Zur Auffassung der beklagten Partei, durch die Zurückweisung ihres (zusätzlichen) Vorbringens wäre ihr die Möglichkeit, vor Gericht zu verhandeln, genommen worden, führte das Berufungsgericht aus, der im § 477 Abs. 1 Z 4 ZPO bezeichnete Nichtigkeitsgrund liege dann vor, wenn eine Partei von der Verhandlung völlig ausgeschlossen, nicht aber, wenn ihr ein Teil des Vorbringens verwehrt worden sei. Übrigens habe das Erstgericht diesbezüglich nicht rechtswidrig gehandelt.

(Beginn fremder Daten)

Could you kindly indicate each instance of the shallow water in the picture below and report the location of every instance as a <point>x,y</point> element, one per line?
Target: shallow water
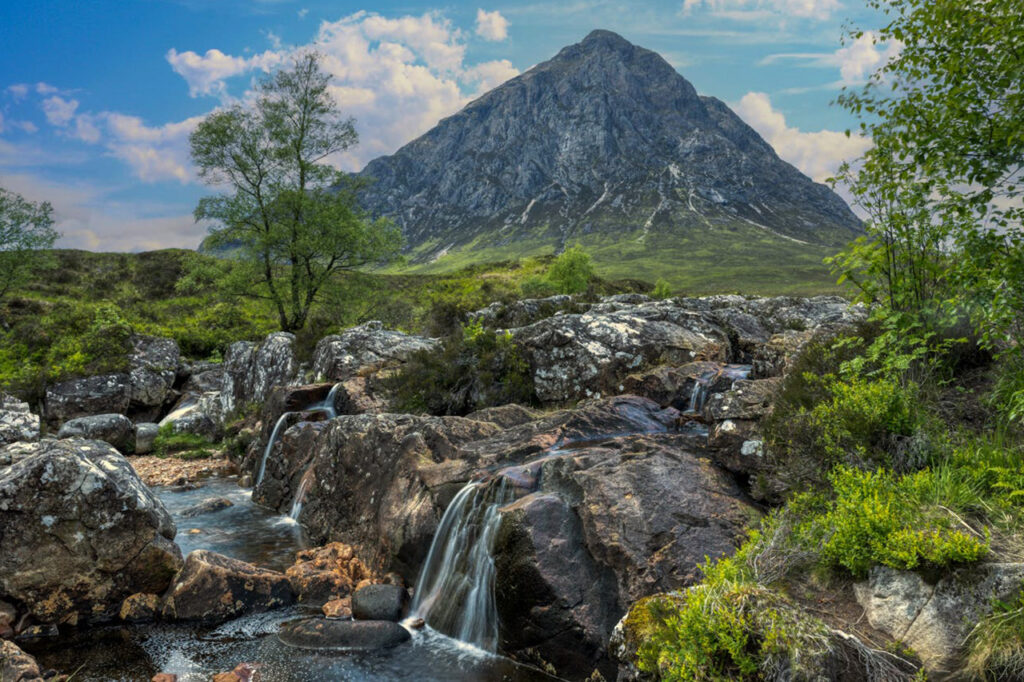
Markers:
<point>255,534</point>
<point>245,531</point>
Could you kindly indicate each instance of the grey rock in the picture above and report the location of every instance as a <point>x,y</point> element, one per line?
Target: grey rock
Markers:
<point>365,348</point>
<point>380,602</point>
<point>16,421</point>
<point>80,531</point>
<point>605,137</point>
<point>114,429</point>
<point>145,436</point>
<point>103,394</point>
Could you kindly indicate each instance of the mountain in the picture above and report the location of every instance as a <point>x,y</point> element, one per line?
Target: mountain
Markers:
<point>606,144</point>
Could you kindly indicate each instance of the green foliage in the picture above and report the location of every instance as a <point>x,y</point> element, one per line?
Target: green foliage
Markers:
<point>878,517</point>
<point>26,229</point>
<point>292,220</point>
<point>571,271</point>
<point>662,289</point>
<point>475,368</point>
<point>169,441</point>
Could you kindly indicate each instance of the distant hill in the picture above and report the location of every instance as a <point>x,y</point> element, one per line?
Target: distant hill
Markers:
<point>607,144</point>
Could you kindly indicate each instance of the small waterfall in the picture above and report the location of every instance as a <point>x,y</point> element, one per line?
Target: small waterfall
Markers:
<point>455,592</point>
<point>300,495</point>
<point>269,445</point>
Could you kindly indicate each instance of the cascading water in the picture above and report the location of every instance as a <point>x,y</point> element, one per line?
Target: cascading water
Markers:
<point>300,495</point>
<point>455,592</point>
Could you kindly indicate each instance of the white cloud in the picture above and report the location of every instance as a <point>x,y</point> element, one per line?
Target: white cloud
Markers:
<point>492,26</point>
<point>760,9</point>
<point>206,74</point>
<point>58,111</point>
<point>816,154</point>
<point>856,60</point>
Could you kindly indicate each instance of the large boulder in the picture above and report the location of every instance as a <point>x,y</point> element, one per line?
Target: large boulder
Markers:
<point>154,368</point>
<point>80,531</point>
<point>212,588</point>
<point>16,421</point>
<point>114,429</point>
<point>363,349</point>
<point>935,620</point>
<point>103,394</point>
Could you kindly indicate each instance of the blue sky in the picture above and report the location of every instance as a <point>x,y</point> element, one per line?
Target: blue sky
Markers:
<point>97,98</point>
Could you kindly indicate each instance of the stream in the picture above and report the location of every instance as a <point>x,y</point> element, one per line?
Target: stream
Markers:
<point>254,534</point>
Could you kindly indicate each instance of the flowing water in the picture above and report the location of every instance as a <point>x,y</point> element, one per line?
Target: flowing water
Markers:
<point>456,588</point>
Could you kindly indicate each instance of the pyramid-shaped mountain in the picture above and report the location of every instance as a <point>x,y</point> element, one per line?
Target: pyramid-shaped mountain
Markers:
<point>608,145</point>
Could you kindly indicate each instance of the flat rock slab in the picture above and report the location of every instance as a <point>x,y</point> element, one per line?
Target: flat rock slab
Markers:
<point>343,635</point>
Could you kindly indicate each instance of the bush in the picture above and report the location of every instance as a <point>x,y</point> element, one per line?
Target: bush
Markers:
<point>474,369</point>
<point>571,271</point>
<point>878,517</point>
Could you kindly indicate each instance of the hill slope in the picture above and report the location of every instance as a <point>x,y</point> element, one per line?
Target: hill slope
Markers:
<point>607,144</point>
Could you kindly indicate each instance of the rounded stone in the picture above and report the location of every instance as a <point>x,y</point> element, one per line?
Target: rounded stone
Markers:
<point>343,635</point>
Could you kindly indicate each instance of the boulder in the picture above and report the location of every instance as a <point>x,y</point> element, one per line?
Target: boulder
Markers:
<point>104,394</point>
<point>364,349</point>
<point>326,573</point>
<point>145,437</point>
<point>935,620</point>
<point>212,588</point>
<point>16,666</point>
<point>16,421</point>
<point>380,602</point>
<point>343,635</point>
<point>154,367</point>
<point>114,429</point>
<point>208,506</point>
<point>80,531</point>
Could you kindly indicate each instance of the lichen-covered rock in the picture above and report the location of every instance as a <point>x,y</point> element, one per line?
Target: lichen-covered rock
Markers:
<point>80,531</point>
<point>103,394</point>
<point>114,429</point>
<point>17,423</point>
<point>154,368</point>
<point>368,347</point>
<point>935,620</point>
<point>212,588</point>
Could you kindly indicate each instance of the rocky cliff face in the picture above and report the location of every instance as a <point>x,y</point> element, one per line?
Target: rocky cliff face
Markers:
<point>605,139</point>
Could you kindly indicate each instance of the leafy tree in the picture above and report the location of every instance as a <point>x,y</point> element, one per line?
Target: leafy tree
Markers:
<point>292,218</point>
<point>571,271</point>
<point>942,183</point>
<point>26,229</point>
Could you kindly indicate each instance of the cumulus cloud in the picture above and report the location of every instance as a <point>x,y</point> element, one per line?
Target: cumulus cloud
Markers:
<point>816,154</point>
<point>758,9</point>
<point>492,26</point>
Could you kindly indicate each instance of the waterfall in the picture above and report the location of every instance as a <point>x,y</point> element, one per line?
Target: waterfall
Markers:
<point>269,445</point>
<point>300,495</point>
<point>455,592</point>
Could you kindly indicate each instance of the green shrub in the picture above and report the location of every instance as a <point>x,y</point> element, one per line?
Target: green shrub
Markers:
<point>571,271</point>
<point>474,369</point>
<point>879,517</point>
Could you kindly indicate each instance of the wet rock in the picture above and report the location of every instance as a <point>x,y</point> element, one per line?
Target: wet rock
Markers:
<point>212,588</point>
<point>16,666</point>
<point>364,349</point>
<point>16,421</point>
<point>104,394</point>
<point>935,620</point>
<point>380,602</point>
<point>145,435</point>
<point>343,635</point>
<point>338,608</point>
<point>80,531</point>
<point>139,608</point>
<point>114,429</point>
<point>208,506</point>
<point>506,416</point>
<point>154,367</point>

Schließlich vertrat das Berufungsgericht die Rechtsmeinung, die beklagte Partei habe zwar auch den Rechtsmittelgrund der unrichtigen rechtlichen Beurteilung angeführt, ihre diesbezüglichen Ausführungen (Punkt II. der Berufung) stellten jedoch keine gesetzgemäße Rechtsrüge dar, weil sie mit keinem Wort darlegten, aus welchem Grunde die rechtliche Beurteilung der Sache, also des festgestellten Sachverhaltes, rechtlich unzutreffend sein soll, sondern ausdrücklich die Frage dahingestellt ließen, ob die Rechtsausführung, es liege ein Verzicht vor, richtig sei. Die beklagte Partei verweise nur abermals darauf, daß das Urteil von einem unrichtigen Sachverhalt ausgehe. Sie habe nämlich (gemeint offenbar: bei Abschluß der Vereinbarung vom März 1982) ihre Gegenforderungen geltend gemacht. Weil somit keine Rechtsrüge vorliege, sei dem Berufungsgericht die materiellrechtliche Überprüfung der Entscheidung verwehrt.

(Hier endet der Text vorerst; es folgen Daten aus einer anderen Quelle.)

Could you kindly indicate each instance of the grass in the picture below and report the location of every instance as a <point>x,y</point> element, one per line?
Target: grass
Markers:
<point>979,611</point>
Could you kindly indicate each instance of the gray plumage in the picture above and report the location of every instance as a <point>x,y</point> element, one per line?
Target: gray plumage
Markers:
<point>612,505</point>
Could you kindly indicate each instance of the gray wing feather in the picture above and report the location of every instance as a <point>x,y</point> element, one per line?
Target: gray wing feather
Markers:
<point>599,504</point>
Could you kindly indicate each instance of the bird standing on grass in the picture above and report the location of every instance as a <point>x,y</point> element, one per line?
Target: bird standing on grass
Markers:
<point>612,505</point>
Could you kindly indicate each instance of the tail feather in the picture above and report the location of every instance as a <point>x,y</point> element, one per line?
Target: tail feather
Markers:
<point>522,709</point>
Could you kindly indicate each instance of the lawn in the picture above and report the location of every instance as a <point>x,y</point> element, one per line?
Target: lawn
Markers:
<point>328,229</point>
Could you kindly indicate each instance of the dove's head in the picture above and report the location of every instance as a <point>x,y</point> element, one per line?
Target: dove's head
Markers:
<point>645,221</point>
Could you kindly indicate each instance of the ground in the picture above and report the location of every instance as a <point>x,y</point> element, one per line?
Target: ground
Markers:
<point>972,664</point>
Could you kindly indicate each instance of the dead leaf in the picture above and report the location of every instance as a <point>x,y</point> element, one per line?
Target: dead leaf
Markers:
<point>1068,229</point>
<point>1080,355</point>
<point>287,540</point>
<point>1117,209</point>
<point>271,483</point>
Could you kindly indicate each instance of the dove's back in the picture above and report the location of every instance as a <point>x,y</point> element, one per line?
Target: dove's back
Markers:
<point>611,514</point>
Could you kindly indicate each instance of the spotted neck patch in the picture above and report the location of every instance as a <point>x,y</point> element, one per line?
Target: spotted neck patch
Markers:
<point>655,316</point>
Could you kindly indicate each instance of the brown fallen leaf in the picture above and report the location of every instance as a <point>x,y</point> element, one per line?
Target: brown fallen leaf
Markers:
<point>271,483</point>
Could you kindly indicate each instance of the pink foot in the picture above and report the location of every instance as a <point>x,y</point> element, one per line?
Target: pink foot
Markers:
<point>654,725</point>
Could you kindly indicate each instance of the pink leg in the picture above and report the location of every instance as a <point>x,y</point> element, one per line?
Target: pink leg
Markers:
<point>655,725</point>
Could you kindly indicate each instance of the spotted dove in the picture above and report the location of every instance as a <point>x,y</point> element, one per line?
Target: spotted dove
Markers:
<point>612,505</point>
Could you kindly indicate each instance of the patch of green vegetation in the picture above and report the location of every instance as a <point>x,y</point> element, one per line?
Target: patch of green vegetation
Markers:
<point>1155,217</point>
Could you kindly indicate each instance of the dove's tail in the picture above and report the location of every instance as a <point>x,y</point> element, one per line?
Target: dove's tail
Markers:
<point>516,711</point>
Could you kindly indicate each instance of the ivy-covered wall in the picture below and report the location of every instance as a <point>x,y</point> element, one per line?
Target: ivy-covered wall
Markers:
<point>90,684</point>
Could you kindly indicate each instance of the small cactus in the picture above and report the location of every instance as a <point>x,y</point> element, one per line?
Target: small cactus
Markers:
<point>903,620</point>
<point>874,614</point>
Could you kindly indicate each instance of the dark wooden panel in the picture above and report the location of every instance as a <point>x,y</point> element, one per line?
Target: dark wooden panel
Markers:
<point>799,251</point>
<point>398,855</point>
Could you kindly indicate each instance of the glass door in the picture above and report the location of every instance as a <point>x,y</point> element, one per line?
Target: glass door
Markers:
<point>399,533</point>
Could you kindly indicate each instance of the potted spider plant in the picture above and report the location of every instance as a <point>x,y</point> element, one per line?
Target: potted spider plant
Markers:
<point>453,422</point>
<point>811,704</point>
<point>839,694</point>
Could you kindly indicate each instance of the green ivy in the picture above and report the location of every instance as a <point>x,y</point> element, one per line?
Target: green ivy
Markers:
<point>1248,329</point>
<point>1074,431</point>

Gegen das Urteil des Berufungsgerichtes richtet sich die Revision der beklagten Partei wegen Mangelhaftigkeit des Verfahrens und unrichtiger rechtlicher Beurteilung mit den Anträgen, das Urteil durch Abweisung des Klagebegehrens abzuändern, hilfsweise es aufzuheben.

In der Revisionsschrift beantragt die beklagte Partei mit der Behauptung, die hier einredeweise geltend gemachte Gegenforderung in den Vereinigten Staaten von Amerika selbständig eingeklagt zu haben, die Unterbrechung des Revisionsverfahrens bis zur rechtskräftigen Entscheidung über die diesbezügliche Klage.

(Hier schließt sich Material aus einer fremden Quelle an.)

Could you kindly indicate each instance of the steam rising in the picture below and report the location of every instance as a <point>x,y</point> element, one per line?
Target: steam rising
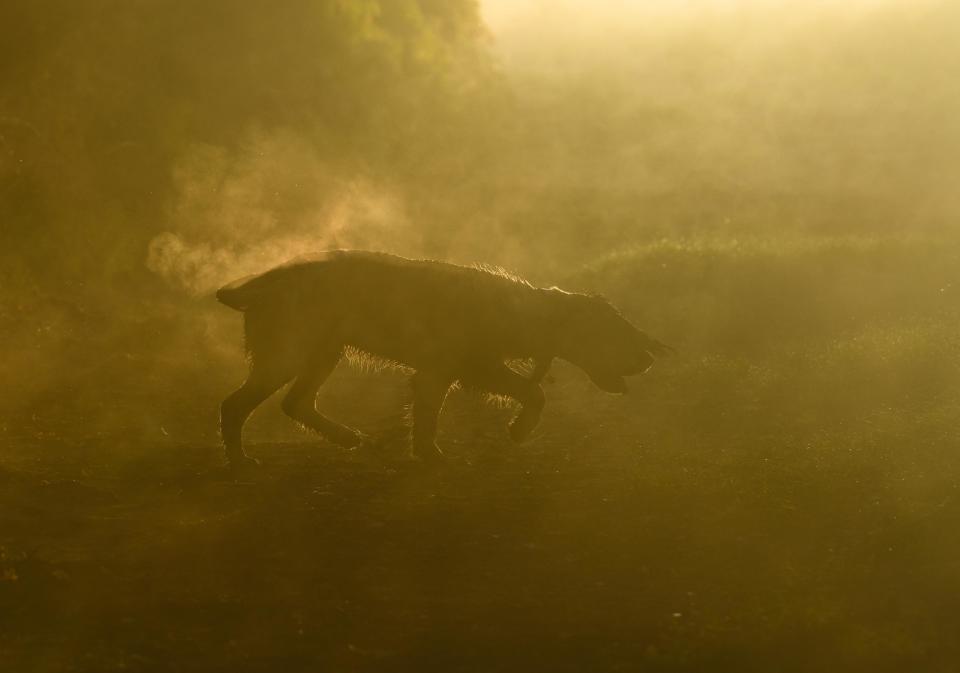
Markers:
<point>238,214</point>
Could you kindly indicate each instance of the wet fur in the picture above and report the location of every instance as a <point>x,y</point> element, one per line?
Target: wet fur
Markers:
<point>445,323</point>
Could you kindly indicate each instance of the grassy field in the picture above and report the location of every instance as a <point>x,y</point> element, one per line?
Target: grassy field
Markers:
<point>782,495</point>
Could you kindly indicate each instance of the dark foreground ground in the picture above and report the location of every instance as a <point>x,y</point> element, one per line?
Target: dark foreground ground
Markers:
<point>598,547</point>
<point>782,496</point>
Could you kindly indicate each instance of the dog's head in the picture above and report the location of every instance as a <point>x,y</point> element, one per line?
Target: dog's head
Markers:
<point>596,338</point>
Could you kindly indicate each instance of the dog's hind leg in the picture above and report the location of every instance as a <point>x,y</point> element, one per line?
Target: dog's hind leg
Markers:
<point>429,391</point>
<point>300,402</point>
<point>501,380</point>
<point>262,382</point>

Die klagende Partei beantragt, der Revision nicht Folge zu geben und bezeichnet den Unterbrechungsantrag als unzulässig. Der Antrag auf Unterbrechung des Revisionsverfahrens war schon deshalb abzuweisen, weil die Antragstellerin nicht einmal behauptet hat, bei welchem Gericht sie die Forderung eingeklagt habe und daß das angeblich präjudizielle Verfahren bereits im Zeitpunkt der erstinstanzlichen Entscheidung anhängig gewesen sei (Fasching, Komm. II 917; RZ 1973/152; SZ 47/100 ua).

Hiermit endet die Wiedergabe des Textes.